2010 Surinamese general election
- 51 seats in the National Assembly 26 seats needed for a majority
- Turnout: 75.38% (▲9.45pp)
- This lists parties that won seats. See the complete results below.
| Party |  | Leader | Vote % | Seats | +/– |
|  | Megacombinatie | Dési Bouterse | 40.20 | 23 | New |
|  | NFDO | Ronald Venetiaan | 31.63 | 14 | −9 |
|  | VVV | Jules Wijdenbosch | 13.03 | 6 | +1 |
|  | DOE | Carl Breeveld | 5.09 | 1 | New |
|  | AC | Ronnie Brunswijk | 4.67 | 7 | +2 |
- Results by district
| Chairman of the National Assembly before | Chairman of the National Assembly after |
| Paul Somohardjo Pertjajah Luhur | Jennifer Simons NDP |

= 2010 Surinamese general election =

General elections were held in Suriname on 25 May 2010.

Nine entities contested the election, including several coalitions. Pre-election polls suggested a share of 41% of the vote going to the "Mega Combination" coalition that includes the National Democratic Party of former dictator Dési Bouterse. The ruling Nieuw Front (NF) had around 22.5% support. There were 324,490 people registered to vote in the election which would determine the holders of 51 parliament seats, 116 regional positions and 752 municipal positions.

==Results==
Preliminary results issued on 26 May 2010 showed the Mega Combination winning a plurality of 23 seats, up from 15 in the last election. The New Front for Democracy and Development alliance of incumbent President Ronald Venetiaan (who had stated before the election that he would not seek another term) was said to have won 14 seats. Venetiaan ruled out working together with the NDP as long as it was led by Bouterse. In the following indirect presidential election in July 2010, a two-thirds majority was required to elect the next president. Organisation of American States election observers reported a peaceful election with no irregularities.

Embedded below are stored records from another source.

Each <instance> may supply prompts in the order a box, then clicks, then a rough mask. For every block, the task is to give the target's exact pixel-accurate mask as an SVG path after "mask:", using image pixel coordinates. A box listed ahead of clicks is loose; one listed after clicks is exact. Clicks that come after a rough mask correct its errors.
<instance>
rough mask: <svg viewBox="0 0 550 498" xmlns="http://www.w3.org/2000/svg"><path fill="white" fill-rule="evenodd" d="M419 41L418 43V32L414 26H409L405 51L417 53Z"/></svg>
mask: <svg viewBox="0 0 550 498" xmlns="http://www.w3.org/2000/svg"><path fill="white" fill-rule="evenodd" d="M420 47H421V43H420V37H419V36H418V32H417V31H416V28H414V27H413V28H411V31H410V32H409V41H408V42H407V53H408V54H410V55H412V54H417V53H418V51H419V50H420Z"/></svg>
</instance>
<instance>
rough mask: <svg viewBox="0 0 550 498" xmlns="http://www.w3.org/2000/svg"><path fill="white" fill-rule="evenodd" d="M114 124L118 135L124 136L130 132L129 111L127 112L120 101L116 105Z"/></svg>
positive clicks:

Bouterse had not stated if he would seek to return to the presidency. Dutch Foreign Minister Maxime Verhagen said that the Dutch government would respect the will of the voters of Suriname, despite Bouterse having been sentenced to 11 years in prison by a Dutch court for drug dealing. An Interpol arrest warrant was issued for him, but Suriname does not extradite its citizens.

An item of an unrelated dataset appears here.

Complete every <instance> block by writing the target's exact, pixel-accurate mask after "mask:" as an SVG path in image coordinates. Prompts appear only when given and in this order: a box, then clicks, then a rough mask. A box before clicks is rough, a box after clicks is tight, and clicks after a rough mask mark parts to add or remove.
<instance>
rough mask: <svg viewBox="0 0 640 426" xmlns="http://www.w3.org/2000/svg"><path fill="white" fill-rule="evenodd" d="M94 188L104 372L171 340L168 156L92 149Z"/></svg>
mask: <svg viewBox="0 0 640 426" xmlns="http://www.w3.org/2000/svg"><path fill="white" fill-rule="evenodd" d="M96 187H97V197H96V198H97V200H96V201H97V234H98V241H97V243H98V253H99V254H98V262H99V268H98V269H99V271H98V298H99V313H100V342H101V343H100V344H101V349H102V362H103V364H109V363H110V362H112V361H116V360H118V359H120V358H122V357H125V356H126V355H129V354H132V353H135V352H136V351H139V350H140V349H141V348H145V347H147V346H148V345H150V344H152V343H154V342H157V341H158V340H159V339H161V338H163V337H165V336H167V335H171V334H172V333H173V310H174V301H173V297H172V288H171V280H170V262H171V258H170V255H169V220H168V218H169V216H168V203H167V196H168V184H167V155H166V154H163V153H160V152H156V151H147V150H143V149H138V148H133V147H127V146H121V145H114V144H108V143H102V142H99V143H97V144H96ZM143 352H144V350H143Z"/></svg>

| Party |  | Votes | % | Seats |
|  | Megacombinatie | 95,482 | 40.20 | 23 |
|  | New Front for Democracy and Development | 75,118 | 31.63 | 14 |
|  | People's Alliance | 30,943 | 13.03 | 6 |
|  | Democracy and Development through Unity | 12,094 | 5.09 | 1 |
|  | BVD–PV FAL | 12,076 | 5.08 | 0 |
|  | A-Combination | 11,093 | 4.67 | 7 |
|  | Democratic Union Suriname | 285 | 0.12 | 0 |
|  | Permanent Prosperity Republic of Suriname | 259 | 0.11 | 0 |
|  | National Union | 149 | 0.06 | 0 |
| Total |  | 237,499 | 100.00 | 51 |
| Valid votes |  | 237,499 | 97.13 |  |
| Invalid/blank votes |  | 7,024 | 2.87 |  |
| Total votes |  | 244,523 | 100.00 |  |
| Registered voters/turnout |  | 324,369 | 75.38 |  |
Source: Centraal HoofdStembureau

==Aftermath==
The NDP successfully concluded a coalition deal with Bouterse's former opponents in the civil war, the A Combinatie, giving him a majority in parliament, but not the two-thirds majority required to elect the president. Negotiations with the People's Alliance to attain the necessary supermajority reportedly failed after the People's Alliance raised excessive demands.

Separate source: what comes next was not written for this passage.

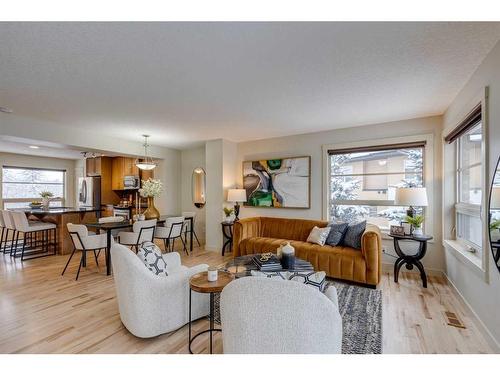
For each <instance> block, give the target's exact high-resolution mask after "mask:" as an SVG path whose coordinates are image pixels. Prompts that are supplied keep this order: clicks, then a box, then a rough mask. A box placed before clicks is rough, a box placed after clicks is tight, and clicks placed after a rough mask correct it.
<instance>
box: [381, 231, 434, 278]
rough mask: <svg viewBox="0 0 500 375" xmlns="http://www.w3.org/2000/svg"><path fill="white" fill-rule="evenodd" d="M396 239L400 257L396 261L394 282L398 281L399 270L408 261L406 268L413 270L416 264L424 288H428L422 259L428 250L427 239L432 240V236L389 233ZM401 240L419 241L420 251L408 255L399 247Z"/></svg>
mask: <svg viewBox="0 0 500 375" xmlns="http://www.w3.org/2000/svg"><path fill="white" fill-rule="evenodd" d="M389 236H391V237H392V238H393V239H394V250H396V254H398V257H399V258H398V259H397V260H396V263H394V282H395V283H397V282H398V276H399V270H400V269H401V266H402V265H403V264H405V263H406V269H407V270H412V269H413V266H416V267H417V268H418V270H419V271H420V277H421V279H422V284H423V287H424V288H427V275H426V274H425V270H424V265H423V264H422V263H421V262H420V260H421V259H422V258H423V257H424V256H425V253H426V252H427V241H429V240H432V237H431V236H425V235H422V236H413V235H412V236H399V235H395V234H389ZM399 241H415V242H418V251H417V253H416V254H413V255H408V254H405V253H404V252H403V250H401V248H400V247H399Z"/></svg>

The NDP fell out with the A Combinatie over the number of cabinet posts, however, and subsequently, the New Front (led by the National Party of Suriname) formed a coalition deal with the A Combinatie and the People's Alliance, giving them 27 seats in parliament, enough to form the government, but too few to elect the president. It was seen as a possibility that Bouterse might be elected in the final round of the presidential election (when it goes to the People's Assembly, where the NDP has a majority.

In a surprise development, Jennifer Geerlings-Simons from the NDP was elected Chairwoman of the House on 30 June 2010 with 26 to 24 votes, even though the anti-NDP parties had a majority in parliament. The NPS's Ruth Wijdenbosch was elected Vice Chairwoman with 25 to 24 votes.

In the run-up to the presidential election on 19 July 2010, Bouterse convinced the A Combinatie to join forces with him, giving him a 30-seat majority; immediately before the election, he succeeded in getting the People's Alliance to join him, giving him the votes required to become president.